Linux dual NIC bonding (loading) for load balancing or failover

  
 

The Linux dual NIC binding implementation we introduced here is to use two NICs to become a NIC. The aggregated device looks like a separate Ethernet interface device. Generally speaking, the two NICs have the same IP addresses and parallel links aggregate into a logical link to work. In fact, this technology has long existed in Sun and Cisco. It is called Trunking and Etherchannel technology. It is also used in Linux 2.4.x kernel, called bonding.

The earliest application of bonding technology was designed on clusters ——beowulf to improve data transfer between cluster nodes. Let's discuss the principle of bonding. What is bonding needs to start with the promisc mode of the network card. We know that under normal circumstances, the network card only receives the destination hardware address (MAC Address) is the Ethernet frame of its own Mac, and filters out other data frames to reduce the burden on the driver. But the NIC also supports another mode called promisc, which can receive all the frames on the network, such as tcpdump, which is run in this mode. Bonding also runs in this mode, and the mac address in the driver is modified to change the Mac address of the two network cards to the same, and can receive data frames of a specific mac. The corresponding data frame is then transferred to the bond driver for processing.

It is impossible to set the same IP address directly to two network cards. Kernels 2.4.12 and later are available for the bonding module. Previous versions can be implemented by patch.

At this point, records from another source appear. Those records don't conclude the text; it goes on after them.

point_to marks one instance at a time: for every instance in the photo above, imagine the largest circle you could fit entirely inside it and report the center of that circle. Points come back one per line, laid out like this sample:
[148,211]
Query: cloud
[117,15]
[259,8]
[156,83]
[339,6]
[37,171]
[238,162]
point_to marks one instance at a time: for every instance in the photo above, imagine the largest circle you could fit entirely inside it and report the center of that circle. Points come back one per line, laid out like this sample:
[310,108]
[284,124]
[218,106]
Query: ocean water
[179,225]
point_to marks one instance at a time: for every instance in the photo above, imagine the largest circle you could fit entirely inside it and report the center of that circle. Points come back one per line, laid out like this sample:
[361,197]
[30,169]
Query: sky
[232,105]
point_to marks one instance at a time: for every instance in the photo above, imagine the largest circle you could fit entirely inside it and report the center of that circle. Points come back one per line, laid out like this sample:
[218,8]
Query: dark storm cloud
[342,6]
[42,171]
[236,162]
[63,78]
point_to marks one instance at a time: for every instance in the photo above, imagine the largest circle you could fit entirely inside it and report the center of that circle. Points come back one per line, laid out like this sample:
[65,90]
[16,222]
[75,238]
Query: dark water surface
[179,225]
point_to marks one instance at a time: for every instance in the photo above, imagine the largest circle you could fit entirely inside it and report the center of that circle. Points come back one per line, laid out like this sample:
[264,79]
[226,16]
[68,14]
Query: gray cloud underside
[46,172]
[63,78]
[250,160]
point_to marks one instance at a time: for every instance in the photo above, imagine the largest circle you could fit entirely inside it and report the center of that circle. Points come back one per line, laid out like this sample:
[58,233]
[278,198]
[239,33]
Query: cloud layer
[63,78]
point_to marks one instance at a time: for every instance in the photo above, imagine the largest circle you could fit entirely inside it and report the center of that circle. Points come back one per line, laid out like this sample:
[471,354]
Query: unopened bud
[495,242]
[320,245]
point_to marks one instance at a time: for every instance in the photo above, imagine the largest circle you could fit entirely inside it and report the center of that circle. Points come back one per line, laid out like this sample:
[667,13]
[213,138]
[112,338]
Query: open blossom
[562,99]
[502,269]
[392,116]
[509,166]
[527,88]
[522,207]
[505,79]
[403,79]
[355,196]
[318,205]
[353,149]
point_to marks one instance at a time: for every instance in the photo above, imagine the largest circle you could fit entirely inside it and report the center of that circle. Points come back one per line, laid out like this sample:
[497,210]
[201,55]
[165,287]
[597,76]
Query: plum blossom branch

First, edit the virtual network interface configuration file, specify the network card IP

Assume that eth0 is the external service network card, and the network has been debugged; eth1 is the network card that wants to provide services with eth0 at the same time. # cd /etc/sysconfig/network-scripts/# vi ifcfg-bond0 The following information is written in the copy code and is similar to the original ifcfg-eth0 configuration.

So I suggest executing the following statement, copying ifcfg-eth0 and then changing it. # cp ifcfg-eth0 The ifcfg-bon0 copy code modifies the information of ifcfg-bon0 as follows: DEVICE=bond0 BOOTPROTO=static IPADDR=[IP] NETMASK=[MASK] BROADCAST=[BROADCAST] GATEWAY=[GATEWAY] ONBOOT=yes TYPE =Ethernet copy code 2, configure real network card

Modify ifcfg-eth0 as follows: DEVICE=eth0 BOOTPROTO=none ONBOOT=yes MASTER=bond0 #If you do not write, you must do the fourth step SLAVE=yes # if not Write, you must do the fourth step USERCTL=yes copy code similarly repair ifcfg-eth1 as follows: DEVICE=eth1 BOOTPROTO=none ONBOOT=yes MASTER=bond0 #If you do not write, you must do the fourth step SLAVE=yes # if not Write, you must do the fourth step USERCTL=yes copy the code three, load the module, let the system support bonding

By default, the kernel has support bonding, just need to simply modify /etc/modprobe.conf this configuration document It can be: add two lines of alias bond0 bonding options bond0 miimon=100 mode=1 copy code description: mode specifies the working mode of bond0, commonly used is 0 and 1, 0 means load balancing mode, 1 means master-slave mode, According to your needs Home. Commonly used are 0, 1 two. Mode=0 indicates that load balancing (round-robin) is the load balancing mode, and both network cards work. Mode=1 indicates that the fault-tolerance (active-backup) provides redundancy. The working mode is the active/standby mode. That is, only one network card works by default and the other is used for backup. Bonding can only provide link monitoring, that is, whether the link from the host to the switch is connected. If only the external link of the switch is down, and the switch itself is not faulty, then bonding will continue to use the link as if there is no problem. Miimon is used for link monitoring. For example: miimon=100, then the system monitors the link connection status every 100ms, and if one line fails, it will transfer to another line.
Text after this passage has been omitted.